RIDGEWAY – At last week’s town council meeting, council proposed an amendment to Ordinance 6-1001 which prohibits [live]stock and cattle from running loose on the streets of Ridgeway.

While the amendment is not aimed at reversing the ordinance to allow farm animals to run loose in town, it will, if passed, allow them to live there. Well, not all of them. Just some of them. Goats.

Mayor Heath Cookendorfer said the amendment tweaks an earlier amendment (Sec. 2 of the livestock ordinance) that was passed in October 2013 which reads:  “It shall be unlawful for any person or persons or corporations or firms or associations to keep swine, hogs, pigs, goats and horses within town limits of Ridgeway.”

The newly proposed amendment, if passed, will remove the word ‘goats’ from the list of animals prohibited from living in the town.

“With a situation that came up, we had discussion about removing ‘goats’ from the ordinance,” Cookendorfer said. “A resident has a goat and is asking to keep that goat.”

Councilman Rufus Jones asked if the ordinance says residents can’t have a goat or horse in their back yard.

“What the amendment is saying,” Town Clerk Vivian Case said, “is that someone is allowed a goat under the amendment, but they [goats] are still not allowed to run free.”
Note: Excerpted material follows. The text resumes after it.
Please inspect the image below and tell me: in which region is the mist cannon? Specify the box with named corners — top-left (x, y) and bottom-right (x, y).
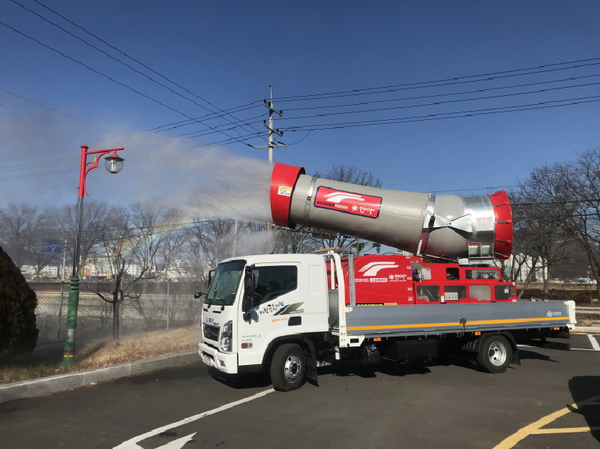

“Every residence in town is not compatible to having a goat,” Councilman Dan Martin said. “If you don’t have a third of an acre then you might not be allowed to have a goat. They are farm animals and need to be treated as farm animals. There will have to be some stipulations for how many goats you can have on a certain amount of property,” Martin said.

Goat Mowers

The issue arose when town resident Natalie Weathers recently brought two goats to live in the side yard of her residential property on Peach Street. When the Town gave Weathers notice that she was breaking the town laws by keeping the prohibited livestock within the town limits, she emailed town hall, asking council to reconsider the ordinance. In the email, she said she acquired the goats to mow her lawn.

While one of Weathers’ neighbors has complained about the goats in a letter to town hall and another in a phone call, Council dismissed the complaints and weighed in on Weathers’ side with a proposed amendment to allow goats to live anywhere in the town, with some guidelines.

“Do you want to put a limitation on the number of goats [a resident can keep]?” Cookendorfer asked his fellow council members during the meeting.

Councilman Don Prioleau suggested that council find a goat expert to say how much land a goat needs to live on.

“Yes,” Councilman Dan Martin said, “they are farm animals and need to be treated like farm animals. So if you have one in a 12’ x 12 kennel, I’ll be coming down the street to check on that.”

“We’re opening a can of worms,” Jones groaned. “Goats are farm animals…what’s the point? Goats are as smelly as cows.”

“We’re restricting everything except goats and chickens. We’re saying we’re going to limit how many goats you can have on the size of your land,” Councilwoman Angela Harrison said.

Weathers has both goats and chickens. While neighbors say she allows her chickens to roam free, that’s okay in Ridgeway, Councilman Dan Martin said. The town’s ordinance does not specifically prohibit chickens from running loose in the streets of the town.

Weathers’ goats are currently housed in a 15’-or-so x 15’-or-so chain link fence kennel with several tarps draped over parts of it. Martin told The Voice that Council is allowing Weathers to keep the goats under those conditions until the amendment is resolved – passed or voted down – which likely won’t occur until mid-September.

“We need to talk about minimum acreage and fencing. We need input on this,” Cookendorfer said, looking to his fellow council members for wisdom on the subject.

Council members generally agreed they need more information before voting and tabled the issue until Martin can research how much land is needed per goat.

So far, Weathers has not appeared at a council meeting to state her case. Council has taken the lead. Neither have any of her neighbors showed up to publicly address the issue, for or against the goats.

Town Clerk Vivian Case told The Voice that a public hearing is not required for a text amendment to an ordinance.

During the public comment session that followed, Randy Bright, a resident of the rural area outside the town, suggested Council contact the local Hoof and Paw organization to discuss the ramifications and space needed to adequately keep goats at a residence inside the town limits.